Many children repeat class because they do not do well in exams. To progress to the next grade, they have to get at least 50% of the marks on an exam. Last time only 49 out of 84 got enough questions right to continue. The rest are back in my class again this year.

There is also the problem of absenteeism in the school. Some parents keep their older children at home when they go away on business, asking them to stay behind to take care of their sisters and brothers. Teachers too are sometimes missing. When teachers are sick or absent, there is no one to take over their class while they are away.

That’s why I’m so happy about being part of Unlocking Talent. I can see my learners are able to read and write, and the absenteeism has also been reduced – they don’t want to miss the classes. Even those with troublesome behaviour have changed.

As Unlocking Talent co-ordinator it’s my responsibility to look after the maintenance of the learning centres [purpose-built rooms equipped with tablet computers with special digital education software]. I make sure they are kept clean and tidy, that the children use it correctly and that the materials are well looked after.

It is good to learn from VSO volunteers. To be a teacher I had two years of training. One year in a teacher training college and a year of theory – that was in 1994 and I haven’t had training since. Though I have been teaching for more than 20 years I am still on the first grade of being a teacher. The salary for my grade is 79,000 Kwacha (£81) per month. It is not a lot of money – living in Lilongwe is expensive. It can cost 50,000 kwacha to rent a house.

Of course I would like to be promoted to the next grade and earn more. Since 2015 I am the head of the theology department. That should qualify me for the next grade, but I would need to complete my education to degree-level first. The fees for that are 350,000 Kwacha (£364).

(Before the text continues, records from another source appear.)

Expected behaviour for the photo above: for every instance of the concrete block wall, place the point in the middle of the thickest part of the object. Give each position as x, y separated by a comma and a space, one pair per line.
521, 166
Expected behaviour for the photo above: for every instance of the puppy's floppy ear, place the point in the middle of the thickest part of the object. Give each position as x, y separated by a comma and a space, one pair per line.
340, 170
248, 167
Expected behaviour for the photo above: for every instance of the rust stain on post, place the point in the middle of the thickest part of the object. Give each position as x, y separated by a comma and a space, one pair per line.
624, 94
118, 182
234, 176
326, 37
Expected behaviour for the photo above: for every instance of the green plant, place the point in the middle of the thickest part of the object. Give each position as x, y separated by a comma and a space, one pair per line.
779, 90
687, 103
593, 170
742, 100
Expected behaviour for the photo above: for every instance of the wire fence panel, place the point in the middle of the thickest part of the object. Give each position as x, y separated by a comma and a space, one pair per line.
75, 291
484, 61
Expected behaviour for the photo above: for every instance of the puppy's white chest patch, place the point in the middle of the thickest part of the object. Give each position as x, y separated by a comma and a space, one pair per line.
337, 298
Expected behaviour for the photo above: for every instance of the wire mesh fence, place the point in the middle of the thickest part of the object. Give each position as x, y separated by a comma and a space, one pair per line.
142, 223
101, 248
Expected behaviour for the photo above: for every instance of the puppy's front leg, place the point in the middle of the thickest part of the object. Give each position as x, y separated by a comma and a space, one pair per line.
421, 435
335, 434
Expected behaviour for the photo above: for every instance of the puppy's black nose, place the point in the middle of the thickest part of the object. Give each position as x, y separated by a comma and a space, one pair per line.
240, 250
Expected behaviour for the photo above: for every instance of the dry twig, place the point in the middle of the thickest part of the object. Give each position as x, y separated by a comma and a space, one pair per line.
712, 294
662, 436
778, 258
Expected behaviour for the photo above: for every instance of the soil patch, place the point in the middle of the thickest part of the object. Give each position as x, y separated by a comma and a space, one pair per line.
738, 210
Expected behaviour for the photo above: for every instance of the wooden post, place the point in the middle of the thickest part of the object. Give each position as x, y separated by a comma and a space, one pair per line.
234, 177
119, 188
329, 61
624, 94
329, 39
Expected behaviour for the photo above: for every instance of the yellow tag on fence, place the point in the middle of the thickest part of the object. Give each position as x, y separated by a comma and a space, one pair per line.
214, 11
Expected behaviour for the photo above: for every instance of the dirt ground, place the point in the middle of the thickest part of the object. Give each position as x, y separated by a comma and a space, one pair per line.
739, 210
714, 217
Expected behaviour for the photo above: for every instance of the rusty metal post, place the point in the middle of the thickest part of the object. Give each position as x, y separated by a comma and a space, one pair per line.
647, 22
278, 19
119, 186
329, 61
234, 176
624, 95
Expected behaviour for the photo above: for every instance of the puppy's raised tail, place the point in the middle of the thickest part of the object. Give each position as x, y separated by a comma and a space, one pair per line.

I am married and have three children of my own, aged 21, 17 and 14. My youngest is now in Senior Form 2. I am sending him to a private school. I want my children to have the best. School fees are 90,000 Kwacha (£93) per term, the uniform is another 40,000 (£41), and there are registration fees. So you see my salary does not go very far. As I am trying to do what’s best for my children, I decided it is better to fund their education and stop mine.

My first born is now a journalist. She has completed a diploma and is doing a work placement with a multimedia organisation. She has not yet completed a degree – again fees are a challenge. I am proud of her.

I love the children in my class. It is my role to talk to them, to encourage them to work extra hard so they can become better people. I’m proud of that.

I encourage each and every person to become a teacher, or to support us in our work. This is a good job. We build up children to be important people so they can go work in companies, organisations and government. It is a big role.